I use point in time recovery on CloudSQL for PostgreSQL. The instance is highly available thus replicated to three availability zones. When enabling point in time on the GCP console it is clearly mentioned that the storage usage on the instance will be increased. This brings the following questions
- Are point in time data located only on the original main instance?
- Are point in time data replicated to multiple zones?
- Do follower instances have point in time enabled if yes is this isolated from the other instances?
- In case of an unsuccessful failover when the main database is unresponsive and thus manual provisioning of the Database is needed, is point in time feasible? If yes is it going to be with the latest data (provided the point in time data of the main database are regionally replicated), or the data from the point in time functionality from a follower instance?
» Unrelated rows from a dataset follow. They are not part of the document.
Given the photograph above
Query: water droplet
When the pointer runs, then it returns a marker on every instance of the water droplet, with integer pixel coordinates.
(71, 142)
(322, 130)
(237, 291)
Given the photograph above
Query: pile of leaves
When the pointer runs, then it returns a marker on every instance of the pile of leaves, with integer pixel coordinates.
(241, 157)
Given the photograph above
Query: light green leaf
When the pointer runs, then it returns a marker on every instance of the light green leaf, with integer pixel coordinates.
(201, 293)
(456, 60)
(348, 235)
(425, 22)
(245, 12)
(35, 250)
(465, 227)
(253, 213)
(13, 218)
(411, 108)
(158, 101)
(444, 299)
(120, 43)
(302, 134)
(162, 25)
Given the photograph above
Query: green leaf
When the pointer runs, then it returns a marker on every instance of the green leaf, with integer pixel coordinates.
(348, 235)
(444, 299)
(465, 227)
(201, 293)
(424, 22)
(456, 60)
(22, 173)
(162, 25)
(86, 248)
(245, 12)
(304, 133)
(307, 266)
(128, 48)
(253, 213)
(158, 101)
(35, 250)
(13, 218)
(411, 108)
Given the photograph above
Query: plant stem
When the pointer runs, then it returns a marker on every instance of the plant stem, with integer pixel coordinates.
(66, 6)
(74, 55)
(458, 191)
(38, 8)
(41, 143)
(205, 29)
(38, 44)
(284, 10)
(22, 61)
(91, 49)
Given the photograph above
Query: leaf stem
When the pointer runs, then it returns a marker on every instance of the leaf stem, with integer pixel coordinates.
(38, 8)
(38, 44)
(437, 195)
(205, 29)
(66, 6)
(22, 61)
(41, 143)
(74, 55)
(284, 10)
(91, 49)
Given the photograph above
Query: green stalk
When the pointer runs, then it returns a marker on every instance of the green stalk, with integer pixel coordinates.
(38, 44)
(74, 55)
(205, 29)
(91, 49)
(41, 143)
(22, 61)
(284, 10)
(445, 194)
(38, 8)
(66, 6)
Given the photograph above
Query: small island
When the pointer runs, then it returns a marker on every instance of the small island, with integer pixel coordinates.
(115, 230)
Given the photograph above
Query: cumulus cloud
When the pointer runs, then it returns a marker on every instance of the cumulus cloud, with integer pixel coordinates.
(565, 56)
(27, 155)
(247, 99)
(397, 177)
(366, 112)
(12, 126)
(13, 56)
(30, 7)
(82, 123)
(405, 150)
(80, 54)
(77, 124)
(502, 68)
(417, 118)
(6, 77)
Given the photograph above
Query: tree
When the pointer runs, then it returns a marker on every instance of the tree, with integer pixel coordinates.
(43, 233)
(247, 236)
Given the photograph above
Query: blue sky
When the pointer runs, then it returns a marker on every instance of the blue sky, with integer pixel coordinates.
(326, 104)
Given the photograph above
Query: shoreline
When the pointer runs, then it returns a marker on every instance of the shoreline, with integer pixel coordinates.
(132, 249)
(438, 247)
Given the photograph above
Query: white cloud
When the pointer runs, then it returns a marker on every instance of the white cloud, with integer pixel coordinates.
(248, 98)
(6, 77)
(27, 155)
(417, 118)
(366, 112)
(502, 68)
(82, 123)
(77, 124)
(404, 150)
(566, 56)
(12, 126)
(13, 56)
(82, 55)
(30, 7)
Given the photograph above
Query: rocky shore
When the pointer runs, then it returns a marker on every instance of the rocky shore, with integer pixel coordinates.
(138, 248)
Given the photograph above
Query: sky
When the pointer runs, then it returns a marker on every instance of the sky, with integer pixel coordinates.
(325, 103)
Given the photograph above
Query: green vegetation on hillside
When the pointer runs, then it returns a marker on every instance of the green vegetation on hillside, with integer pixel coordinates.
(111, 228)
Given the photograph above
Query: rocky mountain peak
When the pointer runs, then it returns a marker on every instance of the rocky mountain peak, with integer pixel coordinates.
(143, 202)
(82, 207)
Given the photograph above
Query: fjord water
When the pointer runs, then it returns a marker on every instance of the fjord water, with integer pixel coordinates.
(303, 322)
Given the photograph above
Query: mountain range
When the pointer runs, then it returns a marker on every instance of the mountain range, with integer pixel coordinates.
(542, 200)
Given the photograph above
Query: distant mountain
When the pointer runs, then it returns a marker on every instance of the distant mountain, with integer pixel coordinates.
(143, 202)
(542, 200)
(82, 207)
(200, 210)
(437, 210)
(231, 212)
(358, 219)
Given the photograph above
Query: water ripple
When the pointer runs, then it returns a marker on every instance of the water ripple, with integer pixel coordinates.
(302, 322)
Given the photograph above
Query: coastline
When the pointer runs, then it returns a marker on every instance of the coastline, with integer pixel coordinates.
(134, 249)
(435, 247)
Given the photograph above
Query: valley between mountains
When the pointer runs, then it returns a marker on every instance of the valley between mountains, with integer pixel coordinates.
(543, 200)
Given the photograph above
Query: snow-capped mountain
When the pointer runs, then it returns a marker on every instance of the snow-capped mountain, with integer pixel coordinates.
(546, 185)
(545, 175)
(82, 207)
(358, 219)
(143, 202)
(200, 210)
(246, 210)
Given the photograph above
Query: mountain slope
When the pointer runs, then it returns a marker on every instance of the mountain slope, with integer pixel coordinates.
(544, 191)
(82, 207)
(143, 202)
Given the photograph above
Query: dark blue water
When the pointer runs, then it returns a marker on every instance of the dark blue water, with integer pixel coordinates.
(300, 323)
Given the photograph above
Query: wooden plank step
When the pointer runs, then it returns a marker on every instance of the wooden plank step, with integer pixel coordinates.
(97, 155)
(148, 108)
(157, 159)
Yes. You cannot enable PITR in a read replica. You can only enable it on the main instance. The "data" is write ahead logs and they are stored on the primary instance. See.
No, PITR is implemented with write-ahead logs and these are only stored in the data disk of the primary instance.
If by follower instances you are referring to read replicas, read replicas leverage write-ahead logs (same as with PITR) to stay up to date with the primary. Read replicas are meant to be copies of the primary, as up to date as possible.
If the primary is unresponsive and there is an issue with the instance data disk, you will not be able to perform a PITR. This is because PITR for Postgres uses write-ahead logs which are stored on the instance data disk, see. If the instance's data disk has no issues, then the PITR should work.
Best practices for disaster recovery however would be to have a cross-region read replica configured for the instance which would provide an active copy of the instance in a region distinct from the primary. Even if the primary region goes down the cross-region, read replica could be promoted to a standalone instance and made available for both writes and reads. This of course requires setting up such a configuration -before- you need it.